16/11/2010 – 10h44
DAS AGÊNCIAS DE NOTÍCIAS
Folha de São Paulo
O ministério russo das Relações Exteriores afirmou, nesta terça-feira, que a extradição da Tailândia para os Estados Unidos do traficante de armas Viktor Bout, o “mercador da morte”, é “ilegal”.
Nas palavras do governo russo, a transferência seria “carente de explicação racional” e determinada por uma “pressão sem precedentes” dos Estados Unidos.

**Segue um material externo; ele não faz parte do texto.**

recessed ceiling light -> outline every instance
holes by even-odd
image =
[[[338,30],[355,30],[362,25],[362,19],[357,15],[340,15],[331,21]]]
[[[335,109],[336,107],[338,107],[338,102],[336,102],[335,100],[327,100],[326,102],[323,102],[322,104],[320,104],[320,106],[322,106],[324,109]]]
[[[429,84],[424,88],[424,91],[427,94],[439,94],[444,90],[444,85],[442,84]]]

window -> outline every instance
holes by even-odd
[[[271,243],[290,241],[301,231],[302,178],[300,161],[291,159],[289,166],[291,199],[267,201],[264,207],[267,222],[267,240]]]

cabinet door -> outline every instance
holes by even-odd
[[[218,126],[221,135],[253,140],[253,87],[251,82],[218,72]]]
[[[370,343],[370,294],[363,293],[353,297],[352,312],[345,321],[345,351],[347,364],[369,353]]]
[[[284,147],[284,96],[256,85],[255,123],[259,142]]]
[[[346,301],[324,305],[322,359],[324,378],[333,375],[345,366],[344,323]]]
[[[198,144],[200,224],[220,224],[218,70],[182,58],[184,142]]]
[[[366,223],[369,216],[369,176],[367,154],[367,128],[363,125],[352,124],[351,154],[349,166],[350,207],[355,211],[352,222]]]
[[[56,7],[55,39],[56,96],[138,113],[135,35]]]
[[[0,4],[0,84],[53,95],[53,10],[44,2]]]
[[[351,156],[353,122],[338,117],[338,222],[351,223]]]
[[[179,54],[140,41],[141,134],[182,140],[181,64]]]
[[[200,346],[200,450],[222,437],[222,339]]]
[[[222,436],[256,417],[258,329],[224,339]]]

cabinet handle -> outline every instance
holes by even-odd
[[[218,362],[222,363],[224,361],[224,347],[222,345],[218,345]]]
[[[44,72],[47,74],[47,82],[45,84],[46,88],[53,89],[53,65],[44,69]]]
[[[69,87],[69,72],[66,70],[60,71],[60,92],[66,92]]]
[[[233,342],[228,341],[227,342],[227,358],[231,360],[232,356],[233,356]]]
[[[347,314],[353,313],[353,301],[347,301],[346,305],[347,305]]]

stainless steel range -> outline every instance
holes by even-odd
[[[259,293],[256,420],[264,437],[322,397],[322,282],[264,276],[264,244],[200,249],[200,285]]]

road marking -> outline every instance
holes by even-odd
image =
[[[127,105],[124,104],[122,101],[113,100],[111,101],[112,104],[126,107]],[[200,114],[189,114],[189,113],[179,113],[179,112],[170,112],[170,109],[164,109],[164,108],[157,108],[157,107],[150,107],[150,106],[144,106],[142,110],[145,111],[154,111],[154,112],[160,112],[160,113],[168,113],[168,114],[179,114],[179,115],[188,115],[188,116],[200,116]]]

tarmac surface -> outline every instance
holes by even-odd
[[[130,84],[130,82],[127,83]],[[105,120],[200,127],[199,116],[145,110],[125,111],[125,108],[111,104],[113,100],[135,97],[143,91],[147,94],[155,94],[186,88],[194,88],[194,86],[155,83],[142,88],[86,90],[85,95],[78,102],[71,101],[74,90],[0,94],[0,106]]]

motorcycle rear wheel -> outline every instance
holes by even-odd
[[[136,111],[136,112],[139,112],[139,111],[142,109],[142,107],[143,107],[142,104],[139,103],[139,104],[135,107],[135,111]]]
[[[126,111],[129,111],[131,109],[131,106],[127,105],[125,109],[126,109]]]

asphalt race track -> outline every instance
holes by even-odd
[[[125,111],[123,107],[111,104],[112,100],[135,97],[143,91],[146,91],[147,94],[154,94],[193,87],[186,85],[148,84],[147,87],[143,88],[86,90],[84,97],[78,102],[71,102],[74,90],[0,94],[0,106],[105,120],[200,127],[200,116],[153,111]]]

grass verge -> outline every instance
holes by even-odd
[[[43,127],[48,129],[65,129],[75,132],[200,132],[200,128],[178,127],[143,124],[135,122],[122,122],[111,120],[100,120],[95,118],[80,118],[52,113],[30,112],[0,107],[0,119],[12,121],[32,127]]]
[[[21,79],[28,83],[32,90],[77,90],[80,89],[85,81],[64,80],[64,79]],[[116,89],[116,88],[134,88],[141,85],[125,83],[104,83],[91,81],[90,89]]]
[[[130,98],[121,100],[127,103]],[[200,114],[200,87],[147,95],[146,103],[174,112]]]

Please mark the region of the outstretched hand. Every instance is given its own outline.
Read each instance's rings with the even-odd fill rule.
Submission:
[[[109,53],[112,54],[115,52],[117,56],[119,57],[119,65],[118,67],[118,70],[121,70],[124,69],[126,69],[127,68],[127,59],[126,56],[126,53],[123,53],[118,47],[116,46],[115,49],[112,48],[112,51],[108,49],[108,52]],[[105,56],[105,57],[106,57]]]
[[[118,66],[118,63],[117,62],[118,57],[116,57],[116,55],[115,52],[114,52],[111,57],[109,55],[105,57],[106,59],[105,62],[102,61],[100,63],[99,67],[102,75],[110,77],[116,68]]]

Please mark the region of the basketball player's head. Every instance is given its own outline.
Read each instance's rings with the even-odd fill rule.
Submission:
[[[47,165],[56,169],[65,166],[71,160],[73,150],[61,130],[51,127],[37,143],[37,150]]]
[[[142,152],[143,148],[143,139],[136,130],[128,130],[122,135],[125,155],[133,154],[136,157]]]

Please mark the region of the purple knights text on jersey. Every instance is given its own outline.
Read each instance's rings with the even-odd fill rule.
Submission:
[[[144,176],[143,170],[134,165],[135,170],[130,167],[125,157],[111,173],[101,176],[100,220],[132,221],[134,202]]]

Nesta terça-feira, Bout segue em viagem da Tailândia aos Estados Unidos, onde será julgado por crimes de terrorismo e de venda de armas à guerrilha colombiana.
“Não há dúvida alguma que a extradição ilegal de Bout é produto da pressão política sem precedentes exercida pelos Estados Unidos sobre o governo e a justiça da Tailândia”, diz o comunicado ministerial.
“Do ponto de vista do direito, o que acontece é carente de explicação e de justificativa racional”, define o anúncio oficial.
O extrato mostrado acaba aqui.